What did the writers of the US constitution think about the major issues of economic policy? The question has a vital political importance in America because it is tied to an argument about the legitimate sources of law. Some judges and scholars argue that the original writers' interpretation of the text that they wrote must take precedence over any later interpretation: consequently they argue Americans should refer to the past in thinking about their institutions. I'm not interested in that argument today. What I am interested in is another argument- which is what did the writers of the constitution actually think about economics. 

Renee Lettow Lerner has written an exceedingly short article in the Harvard Journal of Law and Public Policy on exactly this issue. She basically argues that in the eighteenth century Europeans in general were moving from one theory of economics- in which national wealth was crucial and mercantilism was axiomatic- to another in which the free market promoted the wealth of all. She sees Adam Smith as the crucial influence in this movement and argues that British power rested on a swift adaptation of Smith's ideas. Furthermore she suggests that the framers of the US constitution came to their task with a copy of Smith in one hand and a draft in the other. She argues that luckily Benjamin Franklin and Thomas Jefferson were away from Philadelphia and consequently the framers were able to draft a Smithian document. 

Professor Lerner's characterisation of European history is a caricature at the least. There were plenty of people in Europe in 1800 who did not believe in the free market- plenty who held to Rousseauian ideals of Republican liberty as opposed to Smith's view of a self sustaining market.
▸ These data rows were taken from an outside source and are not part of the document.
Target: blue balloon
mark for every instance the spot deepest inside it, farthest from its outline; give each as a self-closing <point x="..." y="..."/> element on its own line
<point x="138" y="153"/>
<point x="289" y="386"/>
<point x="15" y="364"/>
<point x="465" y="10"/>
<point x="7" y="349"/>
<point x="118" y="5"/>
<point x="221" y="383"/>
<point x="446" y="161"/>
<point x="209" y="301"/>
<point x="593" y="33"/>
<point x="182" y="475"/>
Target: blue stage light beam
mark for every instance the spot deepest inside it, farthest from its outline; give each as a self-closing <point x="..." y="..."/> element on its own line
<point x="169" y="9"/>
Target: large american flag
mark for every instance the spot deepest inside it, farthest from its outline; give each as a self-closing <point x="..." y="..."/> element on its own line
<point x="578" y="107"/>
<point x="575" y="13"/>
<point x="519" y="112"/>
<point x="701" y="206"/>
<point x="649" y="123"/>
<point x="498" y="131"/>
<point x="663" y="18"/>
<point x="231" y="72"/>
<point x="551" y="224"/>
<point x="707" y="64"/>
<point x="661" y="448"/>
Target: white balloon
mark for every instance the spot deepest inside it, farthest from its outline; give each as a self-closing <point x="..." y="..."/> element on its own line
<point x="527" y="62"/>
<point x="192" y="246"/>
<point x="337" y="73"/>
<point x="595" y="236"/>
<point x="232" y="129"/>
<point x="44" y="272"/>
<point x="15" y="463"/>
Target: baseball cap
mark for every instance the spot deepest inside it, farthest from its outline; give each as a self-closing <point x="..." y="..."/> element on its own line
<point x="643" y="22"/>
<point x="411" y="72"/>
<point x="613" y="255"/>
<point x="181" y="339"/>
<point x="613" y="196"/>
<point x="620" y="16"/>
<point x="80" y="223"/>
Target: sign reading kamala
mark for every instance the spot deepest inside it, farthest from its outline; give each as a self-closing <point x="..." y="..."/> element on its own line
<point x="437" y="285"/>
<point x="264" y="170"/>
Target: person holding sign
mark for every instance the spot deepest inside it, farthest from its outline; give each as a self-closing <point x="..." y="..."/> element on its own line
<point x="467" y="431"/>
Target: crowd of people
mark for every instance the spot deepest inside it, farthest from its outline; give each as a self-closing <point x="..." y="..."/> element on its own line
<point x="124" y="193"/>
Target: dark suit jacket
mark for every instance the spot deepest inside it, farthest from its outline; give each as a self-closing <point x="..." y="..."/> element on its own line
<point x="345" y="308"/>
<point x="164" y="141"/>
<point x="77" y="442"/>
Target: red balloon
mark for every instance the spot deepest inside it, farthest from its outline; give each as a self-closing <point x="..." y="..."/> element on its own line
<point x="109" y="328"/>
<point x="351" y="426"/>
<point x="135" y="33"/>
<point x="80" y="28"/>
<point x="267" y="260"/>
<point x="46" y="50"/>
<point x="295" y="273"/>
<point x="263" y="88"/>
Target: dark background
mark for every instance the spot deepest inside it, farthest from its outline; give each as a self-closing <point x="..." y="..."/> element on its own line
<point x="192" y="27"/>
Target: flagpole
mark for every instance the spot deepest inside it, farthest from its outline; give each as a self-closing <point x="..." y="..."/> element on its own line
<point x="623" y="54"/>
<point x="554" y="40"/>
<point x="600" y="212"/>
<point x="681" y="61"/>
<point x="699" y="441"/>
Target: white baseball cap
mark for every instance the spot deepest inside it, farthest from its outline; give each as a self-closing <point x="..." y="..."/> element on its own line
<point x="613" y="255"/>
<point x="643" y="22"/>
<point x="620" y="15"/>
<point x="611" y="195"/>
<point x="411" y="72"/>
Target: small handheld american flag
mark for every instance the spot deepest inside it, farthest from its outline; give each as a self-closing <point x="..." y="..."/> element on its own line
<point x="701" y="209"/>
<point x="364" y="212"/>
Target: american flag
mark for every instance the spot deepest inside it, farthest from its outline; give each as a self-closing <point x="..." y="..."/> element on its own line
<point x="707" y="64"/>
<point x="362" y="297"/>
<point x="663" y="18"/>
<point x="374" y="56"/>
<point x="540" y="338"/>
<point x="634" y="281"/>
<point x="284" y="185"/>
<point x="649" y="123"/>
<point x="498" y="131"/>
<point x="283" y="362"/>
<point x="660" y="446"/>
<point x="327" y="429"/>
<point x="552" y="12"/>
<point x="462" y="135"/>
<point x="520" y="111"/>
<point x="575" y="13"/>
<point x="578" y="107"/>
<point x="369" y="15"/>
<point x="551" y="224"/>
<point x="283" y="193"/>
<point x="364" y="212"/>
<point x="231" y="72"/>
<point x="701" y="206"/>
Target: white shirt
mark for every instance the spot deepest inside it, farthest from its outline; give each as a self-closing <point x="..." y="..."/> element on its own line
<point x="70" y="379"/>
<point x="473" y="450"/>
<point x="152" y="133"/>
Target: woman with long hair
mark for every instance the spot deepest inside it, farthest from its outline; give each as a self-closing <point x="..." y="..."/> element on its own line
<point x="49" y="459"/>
This caricature is not the centre of her argument though: that revolves around the individuals at Philadelphia. It is significant that Professor Lettow cites almost no historians of the political thought of the period- no John Pocock, no Bernard Bailyn, no Gordon Wood. Although she derides Jefferson as an agrarian, she fails to mention that many of his attitudes were shared by others at the convention: James Maddison for example derided paper money and despaired of easy credit. For many Americans, Machiavelli and Cicero were as key to the revolution as Locke and Hobbes.
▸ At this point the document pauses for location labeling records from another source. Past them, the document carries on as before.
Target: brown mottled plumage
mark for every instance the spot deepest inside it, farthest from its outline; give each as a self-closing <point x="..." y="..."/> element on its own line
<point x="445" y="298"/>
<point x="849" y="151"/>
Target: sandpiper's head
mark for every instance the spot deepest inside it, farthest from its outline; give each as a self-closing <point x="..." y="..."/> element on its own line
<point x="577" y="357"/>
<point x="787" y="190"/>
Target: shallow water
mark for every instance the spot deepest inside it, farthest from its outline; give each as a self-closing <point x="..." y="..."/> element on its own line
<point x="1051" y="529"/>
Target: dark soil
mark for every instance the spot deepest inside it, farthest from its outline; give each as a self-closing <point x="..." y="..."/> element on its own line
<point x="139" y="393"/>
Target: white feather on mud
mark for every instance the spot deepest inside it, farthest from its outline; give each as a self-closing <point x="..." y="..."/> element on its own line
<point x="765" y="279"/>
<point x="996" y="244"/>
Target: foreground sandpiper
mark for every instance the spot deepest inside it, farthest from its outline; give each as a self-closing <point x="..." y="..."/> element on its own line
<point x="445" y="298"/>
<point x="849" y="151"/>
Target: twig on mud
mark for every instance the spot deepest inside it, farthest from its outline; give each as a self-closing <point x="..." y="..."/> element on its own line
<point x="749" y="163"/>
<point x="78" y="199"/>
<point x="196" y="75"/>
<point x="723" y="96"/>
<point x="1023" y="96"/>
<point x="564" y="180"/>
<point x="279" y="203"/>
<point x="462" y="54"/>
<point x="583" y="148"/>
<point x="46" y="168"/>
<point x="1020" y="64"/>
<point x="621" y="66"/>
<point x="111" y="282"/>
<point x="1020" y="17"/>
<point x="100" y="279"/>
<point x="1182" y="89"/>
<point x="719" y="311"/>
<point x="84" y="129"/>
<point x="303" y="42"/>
Professor Lerner's views are obviously part of a current legal argument- and in that argument I have no stake. However there is a historical question as well as a legal question at the heart of this argument. The historical question is did the people who framed and the people who ratified the US constitution (the people who granted it authority were those who ratified it, not those who framed it!)- did those people believe universally in the economics of Adam Smith. Given that so many of them believed in a different kind of economics and elected an agrarian (to use Lerner's words- I would prefer Republican) Thomas Jefferson as President 13 years later- I think that case is uncertain to say the least.